Comment les influenceurs du bien-être propulsent le mouvement MAHA de RFK Jr.
Le courrier des lecteurs|Publié à 20h03(Photo: Adobe Stock)
Un texte de Lina Sakkal, spécialiste des relations publiques qui vit à Montréal
COURRIER DES LECTEURS. Que peuvent bien avoir en commun le lait cru, la communauté des influenceurs du bien-être et une prochaine présidence de Donald Trump ? Plus qu’on ne le pense.
L’univers en ligne du bien-être, souvent axé sur l’amélioration personnelle et l’autonomisation, est devenu un terrain fertile pour des récits politiques polarisants. Cela se manifeste clairement dans l’alignement croissant entre les influenceurs du bien-être et le mouvement «Make America Healthy Again»(MAHA), porté par RFK Jr., le candidat de Trump pour diriger le Département américain de la Santé.

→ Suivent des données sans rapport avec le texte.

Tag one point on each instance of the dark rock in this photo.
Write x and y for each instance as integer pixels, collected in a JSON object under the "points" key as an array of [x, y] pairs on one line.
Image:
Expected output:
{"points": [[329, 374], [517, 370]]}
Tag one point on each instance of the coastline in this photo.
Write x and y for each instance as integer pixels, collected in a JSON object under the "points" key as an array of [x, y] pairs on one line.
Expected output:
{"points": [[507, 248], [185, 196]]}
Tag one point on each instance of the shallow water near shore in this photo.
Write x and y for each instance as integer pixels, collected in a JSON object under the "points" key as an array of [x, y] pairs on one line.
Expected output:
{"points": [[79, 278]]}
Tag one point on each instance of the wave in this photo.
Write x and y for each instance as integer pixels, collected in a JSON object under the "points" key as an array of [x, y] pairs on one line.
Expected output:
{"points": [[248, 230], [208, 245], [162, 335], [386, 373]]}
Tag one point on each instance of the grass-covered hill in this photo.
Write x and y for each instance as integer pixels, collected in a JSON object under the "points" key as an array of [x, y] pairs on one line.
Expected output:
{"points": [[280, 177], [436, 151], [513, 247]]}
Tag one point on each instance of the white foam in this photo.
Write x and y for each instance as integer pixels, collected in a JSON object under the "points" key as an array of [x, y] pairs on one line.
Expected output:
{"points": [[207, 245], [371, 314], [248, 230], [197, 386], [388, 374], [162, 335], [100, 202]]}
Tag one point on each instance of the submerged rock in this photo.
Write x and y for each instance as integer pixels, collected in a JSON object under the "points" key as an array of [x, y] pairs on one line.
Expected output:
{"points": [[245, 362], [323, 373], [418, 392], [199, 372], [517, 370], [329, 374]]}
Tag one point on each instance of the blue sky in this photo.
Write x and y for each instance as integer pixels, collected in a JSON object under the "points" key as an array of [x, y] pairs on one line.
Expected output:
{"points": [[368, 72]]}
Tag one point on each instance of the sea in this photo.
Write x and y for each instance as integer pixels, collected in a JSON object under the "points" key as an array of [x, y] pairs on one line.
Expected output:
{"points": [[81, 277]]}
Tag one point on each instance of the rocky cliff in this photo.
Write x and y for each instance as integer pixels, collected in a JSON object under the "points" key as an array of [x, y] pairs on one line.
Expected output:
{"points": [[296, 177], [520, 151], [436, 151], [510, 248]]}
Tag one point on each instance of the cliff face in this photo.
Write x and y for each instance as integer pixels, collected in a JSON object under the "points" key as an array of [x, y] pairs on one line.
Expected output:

Lors des élections, de nombreux influenceurs ont exprimé leur soutien à des idées visant à réformer le système de santé, à limiter le pouvoir des grandes entreprises pharmaceutiques et à demander des comptes à la FDA (Food and Drug Administration). En ligne, ils défendent aussi l’accès au lait cru, les thérapies alternatives et l’opposition aux obligations vaccinales. Ces revendications s’alignent étroitement avec le MAHA, qui capitalise sur ces frustrations en présentant RFK Jr. comme un champion de la «liberté de santé».
Une confiance en déclin envers les institutions
Il n’est guère surprenant que la confiance envers les institutions soit en baisse. Et pour de nombreuses femmes, cette méfiance trouve un écho particulier, notamment en ce qui concerne leur santé et l’avenir de leurs enfants.
Historiquement, les femmes, en particulier les femmes racisées, ont été confrontées à des biais systémiques et à une négligence dans les soins de santé, surtout dans les domaines spécifiques à la santé féminine.
Cependant, l’alignement des influenceurs du bien-être avec le MAHA a un coût. En privilégiant le choix individuel au détriment de solutions collectives et en rejetant les garde-fous institutionnels, ils diffusent de la désinformation et affaiblissent les efforts visant à réduire les inégalités systémiques en matière de santé.
Le problème de privilège dans les messages de santé
«Bonne journée à tout le monde sauf à ceux qui utilisent encore des planches à découper en plastique», pouvait-on lire ce matin dans une story Instagram d’une influenceuse bien-être.
Le problème de ce genre de message ne réside pas forcément dans son contenu, mais dans son ton de supériorité implicite. Cela sous-entend que ceux qui suivent encore les normes établies sont soit mal informés, soit complices de leurs propres difficultés.
Bien que les dangers du plastique méritent d’être discutés, ces messages ignorent les contraintes financières qui poussent beaucoup à l’utiliser.
La méfiance comme nouvelle autorité
La même influenceuse a ensuite publié un message vague sur la corruption de la FDA, abordant de véritables défauts institutionnels tout en amplifiant un des récits centraux du MAHA : la méfiance. Ici, la méfiance devient une nouvelle forme d’autorité, déguisée sous le manteau de la «liberté de santé».
En s’alignant avec des figures comme RFK Jr., connu pour diffuser de fausses informations, notamment sur le lien entre les vaccins et l’autisme (démenti depuis longtemps), cette méfiance s’intensifie.
Oui, notre système alimentaire est défaillant, et certaines réglementations échouent à protéger la santé publique. Mais résoudre ces problèmes nécessite des actions systémiques et collectives, non des choix de consommation personnels ou des batailles politiques éparses.
Les messages des influenceurs bien-être lient souvent les maladies chroniques à des choix politiques, alignant leur cause sur des agendas plus larges menaçant les normes démocratiques, tout en prétendant défendre la santé publique.
Le paradoxe : des figures comme RFK Jr. et Trump, malgré leur discours, s’attaquent rarement à ces problèmes systémiques, leurs politiques de dérégulation aggravant souvent les maux qu’ils prétendent combattre.
Avec le bien-être vient la responsabilité
Les influenceurs du bien-être détiennent un pouvoir considérable dans l’ère numérique, un pouvoir qui exige une plus grande responsabilité. Explorer des approches alternatives de santé est une chose ; rejeter les systèmes qui fournissent des soins aux plus vulnérables en est une autre.
Si l’industrie du bien-être aspire réellement à «guérir», elle doit rejeter les théories du complot et promouvoir des solutions systémiques qui garantissent l’accès aux soins et réduisent les inégalités. C’est seulement ainsi que le bien-être pourra devenir une force d’émancipation collective et non un terrain de jeu pour la division politique.